Christian Bélair, président et cofondateur de Credo Impact, une firme-conseil montréalaise en impact social, abonde dans le même sens:«La clé, c’est de s’assurer que les efforts fournis font toujours sens, dit-il. À partir du moment où l’entreprise est là pour contribuer à un monde meilleur, et non pas pour enrichir ses seuls propriétaires, elle se met automatiquement à agir de manière éthique, mieux, de manière juste et adaptée.»

Critiques de Friedman Ainsi, les entreprises qui s’en sortent actuellement mieux que les autres présentent toutes un point commun. Elles prennent le contre-pied de la doctrine de l’économiste américain Milton Friedman, qui veut que «l’entreprise n’ait qu’une seule responsabilité sociale, celle d’utiliser toutes ses ressources pour augmenter ses profits et ceux de ses actionnaires».

Elles misent plutôt sur les capitaux social, local et moral, par-delà le simple capital financier; en particulier, en se faisant certifier B Corp, une certification accessible aux seules entreprises répondant à de suprêmes exigences sociales, environnementales, de gouvernance et de transparence, à l’image d’ailleurs de Republik, de Kotmo, d’Ellio et de Credo Impact. Ce faisant, elles s’assurent un avenir en dépit de la crise exceptionnelle que nous traversons tous.

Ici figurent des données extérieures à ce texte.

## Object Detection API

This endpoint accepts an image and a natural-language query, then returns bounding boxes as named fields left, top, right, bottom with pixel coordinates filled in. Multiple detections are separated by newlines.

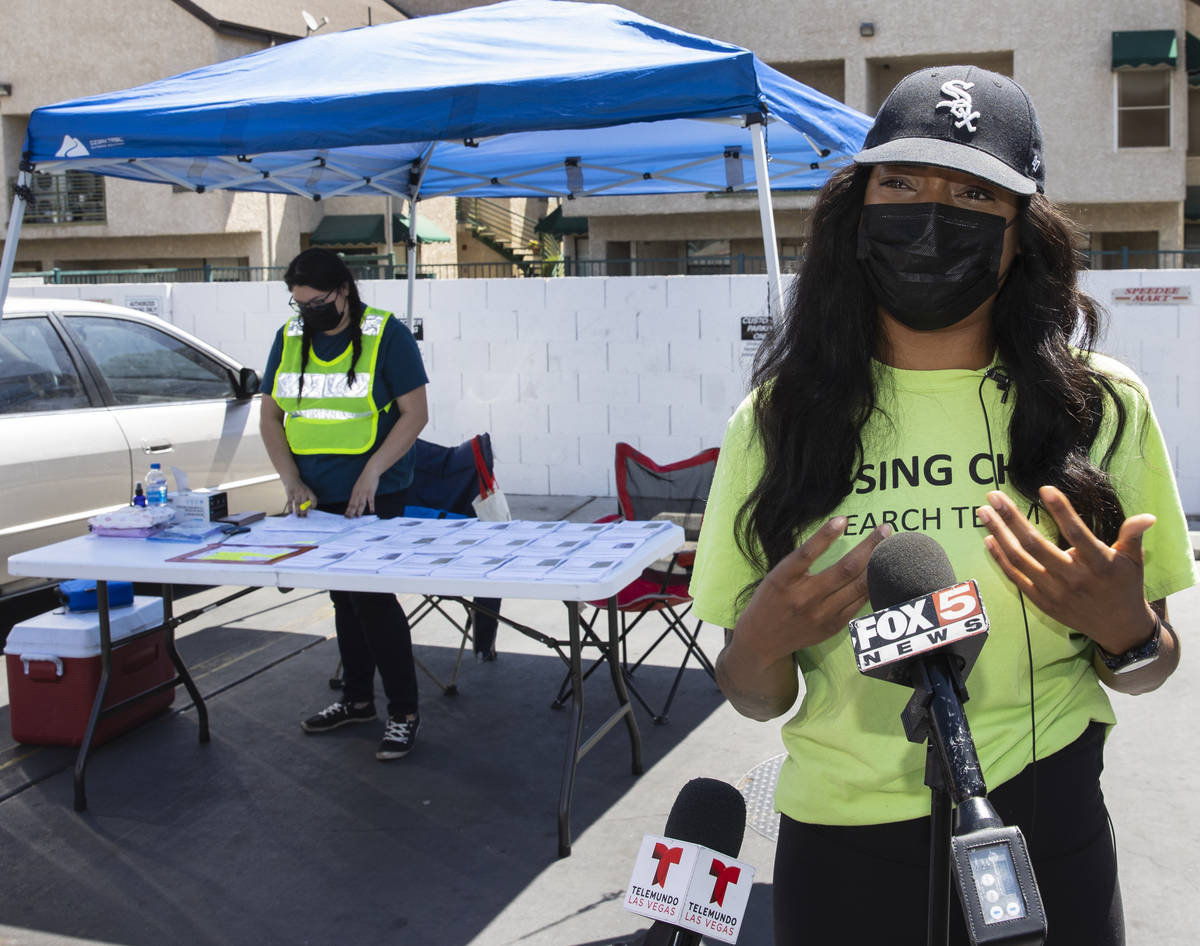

Calvin Chu Yee Ming est associé du cabinet-conseil Eden Strategy Institute, à Singapour. Il a analysé la performance des entreprises cotées à la Bourse de Hong Kong depuis le début de la pandémie et il a découvert que les plus performantes ont été celles qui étaient réellement soucieuses des questions sociales, environnementales et de gouvernance. «Avoir de telles préoccupations rend résilient, en ce sens qu’avoir une vision et une stratégie à long terme amenuise l’impact des chocs et permet de vite s’en remettre, a-t-il indiqué lors d’une conférence virtuelle organisée par l’Université de Chicago. Ce qui inspire confiance aux investisseurs, et fait toute une différence en période de crise.»